GSLT: Statistical Methods 1
The aim of this course is to give a research-oriented
introduction to probabilistic modeling, statistical methods
and their use within the field of language technology.
The course is aimed at students with a basic knowledge of
natural language processing and/or speech technology (at least
the equivalent of a GSLT level 1 course in one of these areas,
see NLP,
Speech
technology). Basic programming skills are useful as well as
a rudimentary knowledge of basic statistics and probability theory.
The course consists of two parts:
- The first part of the course is aimed at giving students an
overview of the field and a basic grasp of the most important
models and methods used in statistical approaches to language
technology. During this part of the course, participants
will mostly study the same material.
- The second part of the course is aimed at giving students an
in-depth understanding of a particular subfield, which is chosen
individually. During this part of the course, students will work
on individual projects which will be reported in the form of a
term paper.
Before the first part of the course, there will be a short
phase of self-study in order to build a common platform for
the first part of the course. The main text book for the course
is Manning & Schütze (1999)
Foundations
of Statistical Natural Language Processing.
NB:
The official language within GSLT is English but we can decide to have
lectures, seminars and discussions in Swedish instead,
provided of course that all participants
are comfortable with this. In any case, participants are free to formulate
their contributions to discussions, whether oral or written, in any language
that can be understood by the other participants (which in most
circumstances means Swedish or English).
Preparatory Studies
Before the first teaching period, all participants will be expected
to review basic concepts of statistics and language technology.
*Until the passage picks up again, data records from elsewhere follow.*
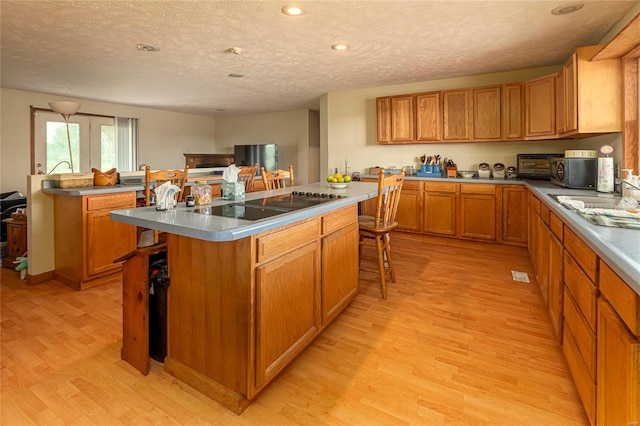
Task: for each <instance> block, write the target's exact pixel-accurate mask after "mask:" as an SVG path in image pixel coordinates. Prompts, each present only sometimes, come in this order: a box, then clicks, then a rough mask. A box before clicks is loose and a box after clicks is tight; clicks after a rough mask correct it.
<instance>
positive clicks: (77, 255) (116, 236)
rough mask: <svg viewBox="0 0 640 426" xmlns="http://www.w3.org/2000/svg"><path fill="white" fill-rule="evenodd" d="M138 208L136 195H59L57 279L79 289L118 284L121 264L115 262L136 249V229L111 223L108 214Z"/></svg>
mask: <svg viewBox="0 0 640 426" xmlns="http://www.w3.org/2000/svg"><path fill="white" fill-rule="evenodd" d="M135 206H136V195H135V192H123V193H114V194H101V195H88V196H68V195H56V196H55V198H54V214H55V224H54V237H55V244H54V246H55V274H54V275H55V277H56V279H57V280H59V281H61V282H63V283H65V284H67V285H69V286H71V287H73V288H75V289H76V290H83V289H85V288H88V287H92V286H95V285H98V284H103V283H106V282H117V281H119V280H120V277H121V272H122V262H118V263H114V262H113V261H114V260H115V259H117V258H119V257H121V256H123V255H125V254H127V253H129V252H131V251H133V250H135V249H136V243H137V242H136V227H135V226H133V225H127V224H124V223H122V222H115V221H112V220H111V219H110V216H109V215H110V212H111V210H115V209H125V208H133V207H135Z"/></svg>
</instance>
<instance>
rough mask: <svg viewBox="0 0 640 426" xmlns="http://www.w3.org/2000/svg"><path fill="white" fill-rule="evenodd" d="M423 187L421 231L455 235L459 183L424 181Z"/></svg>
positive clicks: (428, 232) (432, 232)
mask: <svg viewBox="0 0 640 426" xmlns="http://www.w3.org/2000/svg"><path fill="white" fill-rule="evenodd" d="M424 189H425V192H424V215H423V220H424V222H423V225H422V229H423V231H424V232H426V233H430V234H438V235H449V236H455V235H456V216H457V209H456V205H457V199H458V192H459V184H456V183H448V182H425V183H424ZM401 198H402V197H401Z"/></svg>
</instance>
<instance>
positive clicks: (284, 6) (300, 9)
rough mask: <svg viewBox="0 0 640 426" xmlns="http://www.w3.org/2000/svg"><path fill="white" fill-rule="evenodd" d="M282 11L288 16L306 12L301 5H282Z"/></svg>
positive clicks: (291, 4)
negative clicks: (300, 6) (287, 15)
mask: <svg viewBox="0 0 640 426" xmlns="http://www.w3.org/2000/svg"><path fill="white" fill-rule="evenodd" d="M282 13H284V14H285V15H288V16H300V15H302V14H303V13H304V11H303V10H302V8H301V7H300V6H295V5H292V4H290V5H287V6H283V7H282Z"/></svg>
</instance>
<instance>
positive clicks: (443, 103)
mask: <svg viewBox="0 0 640 426" xmlns="http://www.w3.org/2000/svg"><path fill="white" fill-rule="evenodd" d="M442 96H443V98H442V103H443V114H442V116H443V127H444V140H456V141H466V140H470V139H471V129H472V126H473V123H472V121H473V120H472V111H471V109H472V105H471V104H472V101H471V92H470V91H469V90H468V89H464V90H450V91H446V92H443V93H442Z"/></svg>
Recommended reading is Manning & Schütze (1999)
Foundations
of Statistical Natural Language Processing,
Part I (Preliminaries).
In addition, participants will be asked to read Nivre,
On
Statistical Methods in Natural Language Processing as preparation
for the first intensive week.
Part 1: Basic Course
The first part of the course starts with a series of lectures during
the first intensive week as follows (times still to be confirmed):
| Date |
Time |
Room |
Contents |
28/1 |
9-11 |
H527 |
Tutorial on Probability Theory (optional) |
28/1 |
13-15 |
H323 |
Introduction [Slides] |
28/1 |
15-17 |
H323 |
Stochastic Models and Algorithms [Slides] |
29/1 |
9-11 |
C444 |
Statistical Learning [Slides] |
30/1 |
9-11 |
D304 |
Statistical Evaluation [Slides] |
The period between the first and second intensive weeks will
be devoted to the study of parts II-IV of Manning & Schütze
(1999) Foundations
of Statistical Natural Language Processing,
according to the following schedule:
- Week 6: Follow-up on the first intensive week
- Week 7: Part I (Chapters 5-8)
- Week 8: Part II (Chapters 9-12)
- Week 9: Part III (Chapters 13-16)
- Week 10: Preparation for the second intensive week
Each participant will be responsible for summarizing one chapter. This
summary should be distributed to the other participants for comments
and questions by the end of the week devoted to the chapter in
question. There will be no other assignments during this period.
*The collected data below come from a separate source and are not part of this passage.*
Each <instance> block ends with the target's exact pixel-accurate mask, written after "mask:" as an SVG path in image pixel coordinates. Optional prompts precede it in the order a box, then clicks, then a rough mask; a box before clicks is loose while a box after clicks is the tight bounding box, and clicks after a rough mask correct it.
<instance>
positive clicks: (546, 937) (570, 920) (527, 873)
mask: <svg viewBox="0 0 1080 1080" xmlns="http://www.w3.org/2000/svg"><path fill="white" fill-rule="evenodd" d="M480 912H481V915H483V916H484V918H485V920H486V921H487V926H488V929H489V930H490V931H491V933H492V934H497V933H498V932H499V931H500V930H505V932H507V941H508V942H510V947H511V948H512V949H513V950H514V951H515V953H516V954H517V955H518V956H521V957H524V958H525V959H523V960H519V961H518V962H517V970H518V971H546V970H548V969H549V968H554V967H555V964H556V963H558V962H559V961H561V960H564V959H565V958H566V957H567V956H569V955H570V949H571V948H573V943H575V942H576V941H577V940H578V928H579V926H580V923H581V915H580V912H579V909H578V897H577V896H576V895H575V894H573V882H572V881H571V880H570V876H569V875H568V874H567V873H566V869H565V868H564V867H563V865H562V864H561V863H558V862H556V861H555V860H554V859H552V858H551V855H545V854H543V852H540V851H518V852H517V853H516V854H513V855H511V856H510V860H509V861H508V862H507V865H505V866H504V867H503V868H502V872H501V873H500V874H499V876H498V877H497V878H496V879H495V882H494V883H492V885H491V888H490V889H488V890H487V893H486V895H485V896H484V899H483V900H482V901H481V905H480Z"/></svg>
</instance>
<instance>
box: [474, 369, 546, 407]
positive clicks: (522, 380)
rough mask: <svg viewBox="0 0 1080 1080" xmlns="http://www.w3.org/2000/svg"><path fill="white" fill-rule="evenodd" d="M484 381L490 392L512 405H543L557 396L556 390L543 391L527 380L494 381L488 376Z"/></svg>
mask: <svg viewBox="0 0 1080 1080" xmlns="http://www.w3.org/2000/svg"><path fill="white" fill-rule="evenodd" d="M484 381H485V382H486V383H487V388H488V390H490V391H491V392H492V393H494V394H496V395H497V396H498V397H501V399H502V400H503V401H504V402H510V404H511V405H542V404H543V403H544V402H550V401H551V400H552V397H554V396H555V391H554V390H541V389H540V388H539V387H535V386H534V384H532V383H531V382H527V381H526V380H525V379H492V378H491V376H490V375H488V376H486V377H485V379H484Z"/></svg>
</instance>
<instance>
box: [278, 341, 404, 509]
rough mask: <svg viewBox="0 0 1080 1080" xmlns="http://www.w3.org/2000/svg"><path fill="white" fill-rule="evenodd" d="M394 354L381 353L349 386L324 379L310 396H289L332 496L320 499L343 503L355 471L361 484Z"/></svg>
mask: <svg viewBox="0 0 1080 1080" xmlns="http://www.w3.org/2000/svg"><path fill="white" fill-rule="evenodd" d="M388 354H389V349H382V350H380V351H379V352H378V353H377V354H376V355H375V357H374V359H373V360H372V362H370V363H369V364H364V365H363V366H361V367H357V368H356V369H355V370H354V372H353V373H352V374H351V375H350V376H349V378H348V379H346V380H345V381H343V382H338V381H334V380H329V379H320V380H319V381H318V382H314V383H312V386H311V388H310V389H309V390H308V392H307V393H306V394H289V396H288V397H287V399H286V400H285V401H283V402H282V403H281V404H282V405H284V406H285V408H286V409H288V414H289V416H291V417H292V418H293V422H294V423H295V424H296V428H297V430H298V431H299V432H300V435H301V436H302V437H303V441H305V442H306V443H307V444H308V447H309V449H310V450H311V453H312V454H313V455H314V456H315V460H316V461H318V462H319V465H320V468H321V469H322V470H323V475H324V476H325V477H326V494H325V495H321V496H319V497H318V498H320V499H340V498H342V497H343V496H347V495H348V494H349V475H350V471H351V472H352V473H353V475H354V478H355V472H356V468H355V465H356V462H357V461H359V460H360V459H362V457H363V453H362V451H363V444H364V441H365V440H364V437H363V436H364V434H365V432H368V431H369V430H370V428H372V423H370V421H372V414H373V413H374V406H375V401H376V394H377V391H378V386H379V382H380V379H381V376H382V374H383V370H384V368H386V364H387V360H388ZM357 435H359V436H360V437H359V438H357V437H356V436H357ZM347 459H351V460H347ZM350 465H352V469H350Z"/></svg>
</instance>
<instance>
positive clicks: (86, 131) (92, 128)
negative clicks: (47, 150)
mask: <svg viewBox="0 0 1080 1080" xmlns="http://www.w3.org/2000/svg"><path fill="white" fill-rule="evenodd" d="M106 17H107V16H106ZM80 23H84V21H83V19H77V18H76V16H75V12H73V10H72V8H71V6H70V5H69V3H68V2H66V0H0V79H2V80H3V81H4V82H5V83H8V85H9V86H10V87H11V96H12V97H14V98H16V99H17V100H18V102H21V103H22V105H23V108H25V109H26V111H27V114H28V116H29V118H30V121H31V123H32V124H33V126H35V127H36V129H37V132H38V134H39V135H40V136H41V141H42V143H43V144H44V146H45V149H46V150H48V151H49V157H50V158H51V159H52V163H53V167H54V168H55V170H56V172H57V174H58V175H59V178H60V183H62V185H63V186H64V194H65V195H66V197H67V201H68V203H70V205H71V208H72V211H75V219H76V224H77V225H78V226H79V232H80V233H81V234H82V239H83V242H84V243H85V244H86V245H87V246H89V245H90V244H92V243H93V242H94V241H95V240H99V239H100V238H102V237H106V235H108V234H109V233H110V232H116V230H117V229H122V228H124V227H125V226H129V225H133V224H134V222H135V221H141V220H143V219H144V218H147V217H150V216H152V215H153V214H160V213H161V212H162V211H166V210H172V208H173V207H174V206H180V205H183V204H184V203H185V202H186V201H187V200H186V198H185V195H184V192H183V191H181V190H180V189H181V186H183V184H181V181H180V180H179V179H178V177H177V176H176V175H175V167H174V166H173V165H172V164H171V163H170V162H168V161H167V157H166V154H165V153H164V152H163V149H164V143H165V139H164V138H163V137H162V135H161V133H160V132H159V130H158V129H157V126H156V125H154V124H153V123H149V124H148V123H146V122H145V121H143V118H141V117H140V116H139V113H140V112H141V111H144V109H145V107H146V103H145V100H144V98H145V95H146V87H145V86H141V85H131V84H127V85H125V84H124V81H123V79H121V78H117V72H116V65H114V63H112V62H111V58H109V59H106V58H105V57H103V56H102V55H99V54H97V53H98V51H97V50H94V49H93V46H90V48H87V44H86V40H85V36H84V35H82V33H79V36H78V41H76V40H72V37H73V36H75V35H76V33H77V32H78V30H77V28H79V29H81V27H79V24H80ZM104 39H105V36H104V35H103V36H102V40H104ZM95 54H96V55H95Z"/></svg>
The first part of the course ends with two guest lectures by Christer
Samuelsson and one planning session during the second intensive week:
| Date |
Time |
Room |
Contents |
15/3 |
9-11 |
D326 |
A Theory of Stochastic Grammars (CS) |
15/3 |
13-15 |
D326 |
Project planning (JN) |
15/3 |
15-17 |
D326 |
A Statistical Theory of Dependency Syntax (CS) |
The slides for Christer Samuelsson's lectures will be distributed as
hand-outs but can also be downloaded here.
Part 2: Individual Project
The second part of the course is an individual project, which will
be reported in the form of a term paper. Topics have to be submitted
(and approved) by the end of the second intensive week and the work
carried out in the period between the second intensive week and
the closing seminar. The deadline for the submission of the term
paper is 24 April. For the closing seminar two reviewers will be
assigned to each paper.
The closing seminar will take place at
Växjö University
2-4 May 2002.